Across embattled Sudan, hundreds of thousands of people stridently conveyed their message on Sunday to mark the third anniversary of a popular uprising that swept long-serving President Omar al-Bashir out of power. Demonstrators waved banners condemning a recent political deal between Prime Minister Abdalla Hamdok and the military. That change of guard hasn’t really impressed hoipolloi; as in many other countries it can only satisfy the stakeholders.
“No negotiations”, “No partnership” and “No to military rule” were among the banners waved by protesters in Khartoum, the Sudanese capital. It is pretty obvious that it was a robust protest against the change of guard in a swathe of Africa and the role of the military in effecting that change.

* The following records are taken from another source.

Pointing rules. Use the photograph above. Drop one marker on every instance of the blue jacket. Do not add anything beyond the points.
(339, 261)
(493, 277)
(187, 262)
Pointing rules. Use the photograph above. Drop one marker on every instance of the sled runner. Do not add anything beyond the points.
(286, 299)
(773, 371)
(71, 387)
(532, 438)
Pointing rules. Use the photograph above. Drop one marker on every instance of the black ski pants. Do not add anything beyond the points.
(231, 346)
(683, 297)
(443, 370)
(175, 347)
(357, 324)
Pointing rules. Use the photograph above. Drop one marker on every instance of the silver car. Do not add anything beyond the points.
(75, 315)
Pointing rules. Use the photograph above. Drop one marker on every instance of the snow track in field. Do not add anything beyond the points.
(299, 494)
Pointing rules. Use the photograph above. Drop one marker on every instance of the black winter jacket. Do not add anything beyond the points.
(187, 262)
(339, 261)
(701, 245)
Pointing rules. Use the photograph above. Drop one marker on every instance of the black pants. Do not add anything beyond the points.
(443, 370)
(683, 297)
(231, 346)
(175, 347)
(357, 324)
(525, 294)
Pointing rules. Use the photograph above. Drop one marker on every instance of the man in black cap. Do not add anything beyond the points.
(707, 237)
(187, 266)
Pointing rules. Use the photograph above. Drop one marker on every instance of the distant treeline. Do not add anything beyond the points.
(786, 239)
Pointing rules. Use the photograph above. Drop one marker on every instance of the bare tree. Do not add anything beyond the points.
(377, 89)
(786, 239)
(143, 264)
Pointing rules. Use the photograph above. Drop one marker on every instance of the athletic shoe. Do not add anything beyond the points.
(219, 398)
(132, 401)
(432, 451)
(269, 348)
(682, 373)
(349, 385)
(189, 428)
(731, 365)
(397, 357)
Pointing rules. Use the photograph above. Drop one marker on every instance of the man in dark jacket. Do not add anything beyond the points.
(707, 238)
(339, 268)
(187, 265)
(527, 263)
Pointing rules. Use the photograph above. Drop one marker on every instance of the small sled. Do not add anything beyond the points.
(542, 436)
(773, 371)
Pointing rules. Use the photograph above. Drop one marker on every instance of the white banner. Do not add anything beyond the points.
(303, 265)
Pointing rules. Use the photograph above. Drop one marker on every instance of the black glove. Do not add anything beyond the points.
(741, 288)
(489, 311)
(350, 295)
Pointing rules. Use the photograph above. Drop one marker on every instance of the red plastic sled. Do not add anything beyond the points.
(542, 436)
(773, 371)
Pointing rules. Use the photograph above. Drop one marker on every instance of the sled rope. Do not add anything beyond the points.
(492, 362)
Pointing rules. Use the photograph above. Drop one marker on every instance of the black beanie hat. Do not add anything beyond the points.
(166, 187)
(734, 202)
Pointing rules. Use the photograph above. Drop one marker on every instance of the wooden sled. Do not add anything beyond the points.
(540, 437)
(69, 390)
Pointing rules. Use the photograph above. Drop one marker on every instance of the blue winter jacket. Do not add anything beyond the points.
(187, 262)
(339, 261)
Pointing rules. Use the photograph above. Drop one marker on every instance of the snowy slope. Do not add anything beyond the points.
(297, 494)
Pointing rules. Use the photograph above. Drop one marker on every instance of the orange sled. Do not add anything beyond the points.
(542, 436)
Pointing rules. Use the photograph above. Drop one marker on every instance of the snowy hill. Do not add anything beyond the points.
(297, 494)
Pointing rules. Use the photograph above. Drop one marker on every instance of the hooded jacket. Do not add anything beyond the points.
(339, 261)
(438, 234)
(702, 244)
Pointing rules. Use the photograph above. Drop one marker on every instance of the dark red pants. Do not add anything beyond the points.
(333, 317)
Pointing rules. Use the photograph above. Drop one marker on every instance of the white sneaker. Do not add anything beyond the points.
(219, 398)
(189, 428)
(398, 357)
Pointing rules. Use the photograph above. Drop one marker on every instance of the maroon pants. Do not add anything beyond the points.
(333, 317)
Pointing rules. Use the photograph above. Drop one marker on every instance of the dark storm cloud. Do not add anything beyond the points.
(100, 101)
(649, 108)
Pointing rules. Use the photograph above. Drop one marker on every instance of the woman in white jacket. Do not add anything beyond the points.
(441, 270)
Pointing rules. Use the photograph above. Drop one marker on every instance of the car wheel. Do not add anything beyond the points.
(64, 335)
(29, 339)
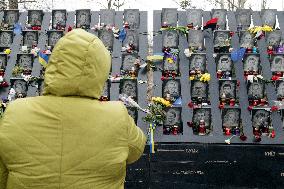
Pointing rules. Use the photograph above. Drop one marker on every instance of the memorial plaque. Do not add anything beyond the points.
(224, 63)
(243, 18)
(228, 89)
(106, 36)
(231, 117)
(273, 38)
(277, 63)
(107, 17)
(194, 17)
(30, 38)
(171, 89)
(197, 62)
(58, 18)
(255, 90)
(280, 90)
(132, 38)
(268, 17)
(11, 17)
(246, 39)
(132, 17)
(221, 38)
(169, 16)
(35, 17)
(128, 87)
(196, 39)
(6, 38)
(251, 63)
(83, 18)
(221, 15)
(25, 61)
(128, 61)
(53, 37)
(20, 86)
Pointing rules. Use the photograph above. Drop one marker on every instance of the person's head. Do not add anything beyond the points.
(78, 66)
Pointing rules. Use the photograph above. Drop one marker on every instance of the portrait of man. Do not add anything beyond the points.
(256, 90)
(6, 39)
(198, 62)
(225, 63)
(280, 90)
(231, 117)
(202, 114)
(172, 116)
(199, 89)
(261, 118)
(227, 89)
(247, 40)
(21, 88)
(277, 64)
(129, 88)
(53, 37)
(25, 61)
(170, 39)
(251, 63)
(171, 87)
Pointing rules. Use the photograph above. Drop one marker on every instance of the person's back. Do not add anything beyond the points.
(67, 139)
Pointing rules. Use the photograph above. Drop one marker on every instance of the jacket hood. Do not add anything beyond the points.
(78, 66)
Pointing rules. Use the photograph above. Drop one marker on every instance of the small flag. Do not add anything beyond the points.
(238, 55)
(43, 59)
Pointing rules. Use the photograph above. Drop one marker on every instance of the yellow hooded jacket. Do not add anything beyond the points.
(67, 139)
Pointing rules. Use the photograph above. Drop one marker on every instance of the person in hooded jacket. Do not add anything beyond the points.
(67, 138)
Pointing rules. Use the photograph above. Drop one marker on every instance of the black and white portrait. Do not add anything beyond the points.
(25, 61)
(280, 90)
(106, 36)
(246, 39)
(268, 17)
(131, 38)
(35, 17)
(231, 117)
(20, 87)
(129, 87)
(107, 17)
(171, 87)
(53, 37)
(197, 62)
(11, 17)
(132, 16)
(251, 63)
(128, 61)
(227, 89)
(169, 16)
(170, 39)
(194, 16)
(273, 38)
(173, 116)
(30, 38)
(6, 38)
(195, 38)
(260, 118)
(277, 63)
(58, 18)
(256, 90)
(221, 15)
(199, 89)
(202, 114)
(243, 18)
(83, 18)
(221, 38)
(224, 63)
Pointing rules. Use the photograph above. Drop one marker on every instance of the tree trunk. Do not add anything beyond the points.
(13, 4)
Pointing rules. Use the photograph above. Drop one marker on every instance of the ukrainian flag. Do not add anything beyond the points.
(43, 59)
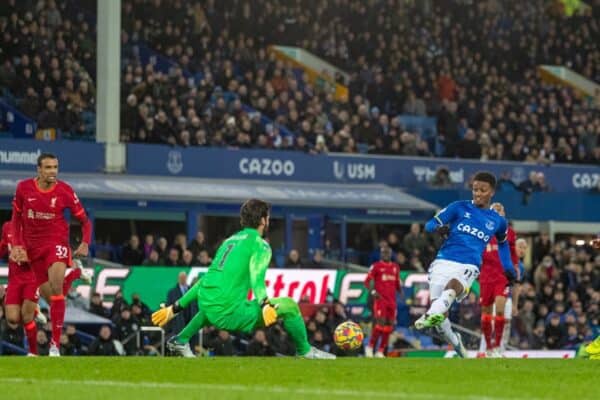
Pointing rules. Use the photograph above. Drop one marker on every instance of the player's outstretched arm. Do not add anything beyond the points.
(18, 252)
(259, 262)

“We are protesting today to recall the great days of the revolution and bring down the military rule,” cried a protester at a rally near the presidential palace in Khartoum. It was a double-edged caveat to the present dispensation ~ against the deal per se and the seemingly convenient tie-up with the army. With scarcely any change in the quality of life of the populace, there is today a groundswell of opposition to the coup on its third anniversary. The 24 October coup had led to street protests, almost relentless. Since then, however, Sudan has followed a fragile path towards democracy; the country has been ruled by a joint military-civilian government.
Video footage circulated online purported to show protesters marching on the streets of Khartoum and its twin city of Omdurman, waving the Sudanese flag and white ones with printed images of those killed in the uprising and the attendant protests. Protesters were barred from approaching the presidential palace on the bank of the Blue Nile in the heart of Khartoum and the military headquarters. Palpable has been Sudan’s struggle for democracy.

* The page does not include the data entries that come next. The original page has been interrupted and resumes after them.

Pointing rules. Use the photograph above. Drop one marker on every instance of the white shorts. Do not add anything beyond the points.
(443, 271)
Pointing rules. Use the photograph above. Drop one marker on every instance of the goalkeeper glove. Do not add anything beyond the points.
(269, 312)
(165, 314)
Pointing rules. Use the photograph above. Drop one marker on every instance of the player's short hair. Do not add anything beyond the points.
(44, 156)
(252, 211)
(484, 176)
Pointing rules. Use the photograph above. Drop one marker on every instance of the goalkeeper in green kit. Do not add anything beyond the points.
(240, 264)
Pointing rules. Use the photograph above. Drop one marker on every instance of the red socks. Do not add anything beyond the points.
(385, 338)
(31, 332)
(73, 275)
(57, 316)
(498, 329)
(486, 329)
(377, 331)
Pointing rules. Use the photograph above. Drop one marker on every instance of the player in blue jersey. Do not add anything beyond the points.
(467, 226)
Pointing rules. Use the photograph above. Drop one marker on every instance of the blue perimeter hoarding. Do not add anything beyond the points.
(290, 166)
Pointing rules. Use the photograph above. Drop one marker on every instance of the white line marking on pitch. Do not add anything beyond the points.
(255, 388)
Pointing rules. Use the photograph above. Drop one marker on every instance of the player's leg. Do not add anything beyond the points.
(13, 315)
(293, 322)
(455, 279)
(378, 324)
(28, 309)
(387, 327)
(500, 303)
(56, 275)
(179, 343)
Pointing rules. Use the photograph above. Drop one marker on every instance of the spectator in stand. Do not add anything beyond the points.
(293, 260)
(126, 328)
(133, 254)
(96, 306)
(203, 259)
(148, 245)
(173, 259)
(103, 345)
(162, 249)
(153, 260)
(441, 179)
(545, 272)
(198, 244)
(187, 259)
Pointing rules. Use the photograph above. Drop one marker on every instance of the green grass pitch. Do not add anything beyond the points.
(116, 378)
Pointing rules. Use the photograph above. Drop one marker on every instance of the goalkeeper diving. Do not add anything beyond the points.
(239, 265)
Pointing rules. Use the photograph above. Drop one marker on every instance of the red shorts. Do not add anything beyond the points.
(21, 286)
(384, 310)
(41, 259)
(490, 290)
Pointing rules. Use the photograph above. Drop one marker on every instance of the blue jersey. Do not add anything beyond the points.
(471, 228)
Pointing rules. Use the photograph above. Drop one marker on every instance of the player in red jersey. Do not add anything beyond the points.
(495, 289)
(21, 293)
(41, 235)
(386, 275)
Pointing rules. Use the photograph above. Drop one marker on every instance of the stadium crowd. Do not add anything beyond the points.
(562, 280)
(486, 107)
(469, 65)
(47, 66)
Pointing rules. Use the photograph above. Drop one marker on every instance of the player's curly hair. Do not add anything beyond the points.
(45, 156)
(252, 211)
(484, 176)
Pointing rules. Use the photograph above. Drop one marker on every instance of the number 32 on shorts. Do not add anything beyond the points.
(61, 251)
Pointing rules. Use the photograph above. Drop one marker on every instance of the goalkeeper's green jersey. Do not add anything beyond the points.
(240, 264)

The equation between the military and the transitional government in Khartoum has been ad hoc at best and fragile at worst. Hamdok, ousted by the generals on October 25, has been shaky. He was of course reinstated last month under international pressure against a deal that envisages an independent technocratic Cabinet under the military, albeit helmed by Hamdok.
Talks are in progress on a new political charter that seeks to establish a broader consensus among all political forces and movements. Addressing Sudanese late on Sunday night, Hamdok warned that the country could slide further into chaos given the forbidding economic and security challenges. Sunday’s upsurge demonstrated that Sudan, on the third anniversary of the uprising, is floundering in search of its moorings.